A la poursuite du Temps
Roger Leloup... L'homme qui a fait naître et vivre Yoko Tsuno. C'est son enfant, celle qui a occupé sa vie depuis sa naissance en 1969. Une fille née adulte et indépendante qui n'a pas vieillie depuis lors. Une part de lui-même qui a été partout dans le monde, a traversé l'espace et même le Temps en emportant avec elle son coeur et son amour énorme pour chacune des personnes qu'elle a rencontrée au cours de ses aventures.
L'Amitié transcende le Temps lui-même
Encore une nouvelle rencontre pour Yoko. Alors qu'elle va rendre visite - comme à chaque fois qu'elle visite son oncle à Bornéo - à une danseuse gravée sur un bas-relief, elle a la surprise de voir apparaître du néant une étrange machine. La jeune fille qui en sort est prise à partie par deux malfrats. Aussitôt Yoko bondit.

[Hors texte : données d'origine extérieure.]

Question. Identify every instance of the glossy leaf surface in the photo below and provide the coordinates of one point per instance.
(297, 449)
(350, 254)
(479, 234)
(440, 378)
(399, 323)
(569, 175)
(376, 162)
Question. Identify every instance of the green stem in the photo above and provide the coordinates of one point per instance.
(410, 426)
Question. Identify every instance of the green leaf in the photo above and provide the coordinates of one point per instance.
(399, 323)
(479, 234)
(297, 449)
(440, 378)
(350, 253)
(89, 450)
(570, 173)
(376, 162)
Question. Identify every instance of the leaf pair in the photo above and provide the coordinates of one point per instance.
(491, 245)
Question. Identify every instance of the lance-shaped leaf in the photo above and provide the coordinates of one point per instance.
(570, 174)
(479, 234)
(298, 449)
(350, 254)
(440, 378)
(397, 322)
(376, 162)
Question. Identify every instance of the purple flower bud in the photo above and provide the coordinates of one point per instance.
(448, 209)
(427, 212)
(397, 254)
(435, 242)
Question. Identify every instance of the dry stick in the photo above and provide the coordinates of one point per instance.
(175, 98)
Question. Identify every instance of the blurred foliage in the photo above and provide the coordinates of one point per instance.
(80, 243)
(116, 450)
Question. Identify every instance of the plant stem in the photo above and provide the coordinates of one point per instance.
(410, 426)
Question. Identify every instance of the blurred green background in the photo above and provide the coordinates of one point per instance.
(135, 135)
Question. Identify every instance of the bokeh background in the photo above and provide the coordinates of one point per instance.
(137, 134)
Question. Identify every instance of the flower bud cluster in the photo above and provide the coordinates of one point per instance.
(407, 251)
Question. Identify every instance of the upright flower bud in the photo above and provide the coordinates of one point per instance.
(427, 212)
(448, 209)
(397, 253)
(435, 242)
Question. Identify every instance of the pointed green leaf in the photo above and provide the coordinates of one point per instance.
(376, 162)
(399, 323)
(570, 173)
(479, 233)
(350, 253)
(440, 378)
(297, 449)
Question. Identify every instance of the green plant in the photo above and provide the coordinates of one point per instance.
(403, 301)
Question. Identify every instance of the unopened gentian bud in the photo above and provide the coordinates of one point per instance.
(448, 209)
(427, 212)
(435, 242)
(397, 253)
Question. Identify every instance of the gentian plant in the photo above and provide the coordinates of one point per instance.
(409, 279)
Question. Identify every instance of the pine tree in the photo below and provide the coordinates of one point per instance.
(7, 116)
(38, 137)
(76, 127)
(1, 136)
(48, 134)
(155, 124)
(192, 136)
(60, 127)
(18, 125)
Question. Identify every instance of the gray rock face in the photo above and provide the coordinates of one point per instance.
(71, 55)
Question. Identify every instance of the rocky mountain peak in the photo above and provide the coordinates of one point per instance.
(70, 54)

Une fois sauvée, la jeune fille avoue se nommer Monya et venir du futur, un avenir dans lequel l'humanité s'est auto-détruite dans un déluge de feu. Ensemble, les deux amies vont tenter d'enrayer cette course vers la mort. Et la solution viendra peut-être du passé sombre du Japon et de la famille de Yoko, avant même sa naissance.
Puis encore ensemble, les deux filles - accompagnées de leurs amis Vic et Pol - plongeront dans le passé pour tenter de sauver ce qui peut l'être de l'éruption du volcan Agung, une catastrophe qui a effacé la culture de tout un peuple. Elles auront fort à faire pour lutter contre la cupidité, l'obscurantisme et la soif de pouvoir des prêtres et des dirigeants.
Une approche très personnelle du Temps
Leloup l'avoue lui-même : il était un peu effrayé à l'idée de se confronter au Temps. Beaucoup d'auteurs s'y sont essayé et se sont pris les pieds dans le tapis. Jouer ainsi avec le passé peut être délicat et mener à des paradoxes insolubles.
L'auteur s'attaque d'abord à un problème peut-être plus simple que le passé : l'Avenir. Le premier album de cette trilogie concerne en effet le futur de l'humanité et la façon dont le présent - soit le passé de ce futur - peut servir à le modifier. Leloup fait très attention à ne pas se contredire et à garder intacte la trame du passé, mais comme toujours avec lui, ce n'est pas le plus important : l'amitié, la famille et la droiture sont encore et toujours les héros de l'histoire.
Puis il plonge Yoko vers le passé. Mais encore en prenant des précautions immense : il envoie son héroïne dans un lieu et un temps amené à disparaître de toute façon dans la fureur et la lave du volcan. Il ne peut donc pas y avoir de traces de leur passage à cette époque... Sauf celles laissées volontairement par l'auteur.
Lors du troisième voyage, l'auteur prend plus de libertés avec le temps. Il s'autorise à faire visiter Bruges à ses voyageurs temporels, avec des risques de paradoxes accrus. mais encore une fois sa maîtrise du scénario lui évite les plus gros écueils, seule une malheureuse robe faillit être victime d'une rencontre avec elle-même. Quand au Temps... Il ne résiste plus à rien, même pas à l'Amour qui peut naître au travers de la séparation des âges.
Une méticulosité du détail impressionnante
On le sait : Leloup ne laisse jamais son imagination l'emporter hors du réel. Sauf bien sûr avec ses Vinéens, mais c'est une autre histoire... Les dessins des trois albums sont toujours aussi beaux, précis et détaillés que dans les précédents. Avant chaque histoire, l'auteur se renseigne, se déplace dans les régions qu'il va croquer pour s'en imprégner et ramener photographies et croquis qui seront la base de l'aventure.
Rien n'est laissé au hasard, depuis les hélicoptères et les architectures jusqu'aux vêtements des personnages. Même les déplacements de Yoko à Bruges peuvent être suivis sur une carte de la ville - que ce soit en 1994 ou en 1545. Quant aux décors de Bornéo et de Bali, ils sont simplement sublimes.
Ce troisième tome de l'intégrale Yoko Tsuno est splendide. C'est le premier de cette série dans lequel l'auteur déploie de la première à la dernière case toute la magie de son talent pour les dessins réalistes, sans jamais oublier ce qui fait la force de son héroïne : sa foi en l'Homme.